Since Picasso photographed his progress we can see how the painting evolves. In the early photographs we can clearly see the construction lines. Things remain loose and flexible as he develops the painting. In the final work he tightens things up to the original construction lines.
Seems to me that implied lines and mathematical formulas are both abstract ideas and both can be used (or not) as organizing elements for proportion, pattern and rhythm. They’re just tools and I don’t see why choosing one requires dismissing the other.
Thanks for getting back to me Lou. I think we’re quickly beginning to talk in circles, so I’ll make this as clear as I can.
Here’s my position: I don’t believe that using the golden mean, or any other mathematical formula, will make your pictures more beautiful by any intrinsic virtue of the formula itself.
I do believe that implied lines can make a picture more beautiful, because it introduces an element of pattern. I believe that we respond positively to pattern.
If you build a composition around subdivisions based on the golden mean, you’ll end up with elements of the composition lining up, and that will very likely improve the composition. But that improvement won’t be due to any intrinsic value of the formula itself.

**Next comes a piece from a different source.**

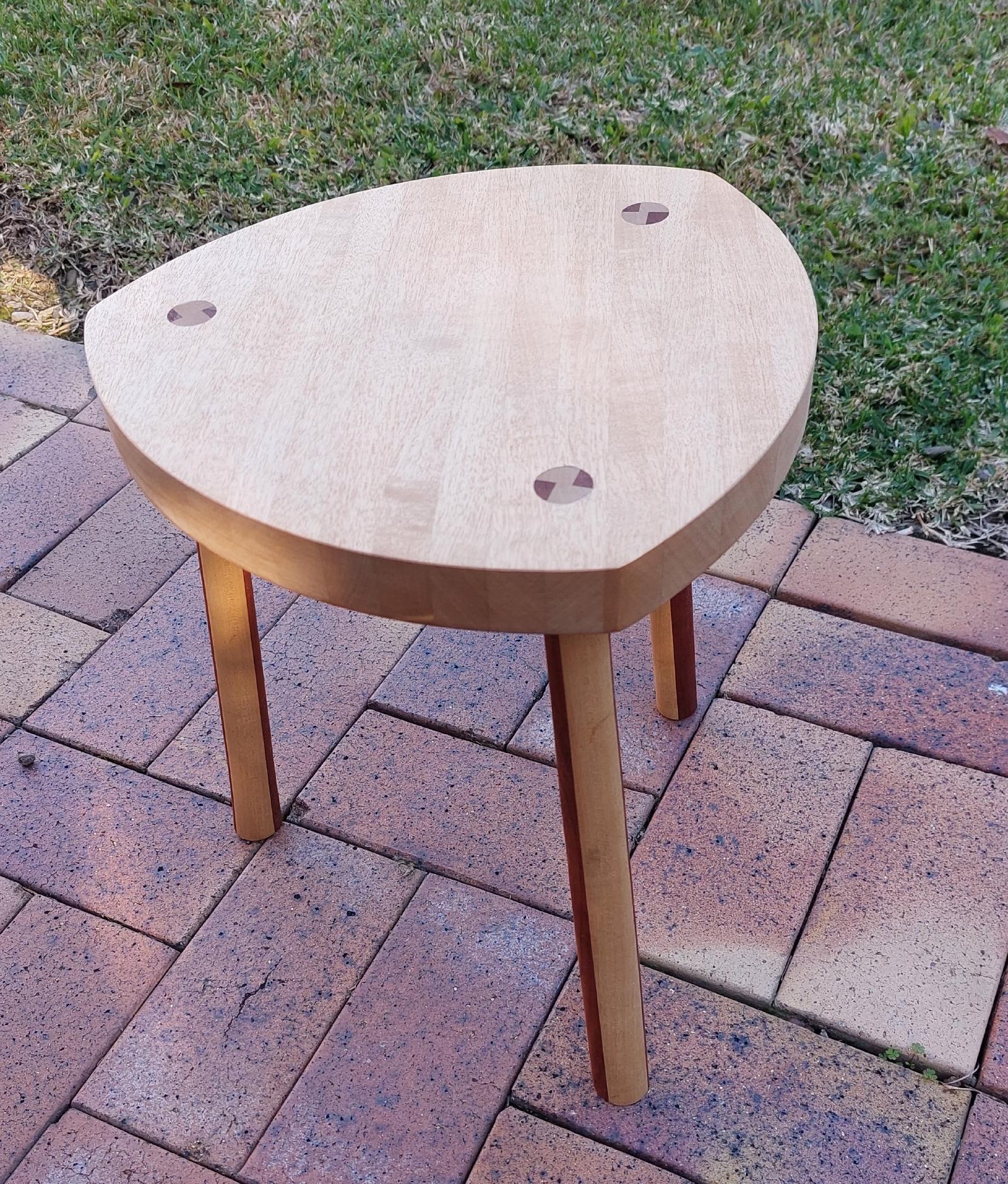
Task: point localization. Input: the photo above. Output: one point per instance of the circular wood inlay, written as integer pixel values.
(645, 214)
(563, 485)
(192, 312)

Creating beautiful drawings and paintings is hard. Because of that, I believe it’s a good idea to spend time and effort only on things that make the process easier, or the end result better. I don’t think that applying mathematical formulas to compositional design is one of those things. In fact, I think it’s a distraction.
Feel free to disagree with me. I respect your opinion. But I don’t believe I’ve said anything inconsistent. And I’d still like to see some documented evidence in an artist’s notes of use of the golden mean. I’ve seen so many paintings by masters shoe-horned into increasingly improbable overlays of the golden mean that I’ve become very dubious of them.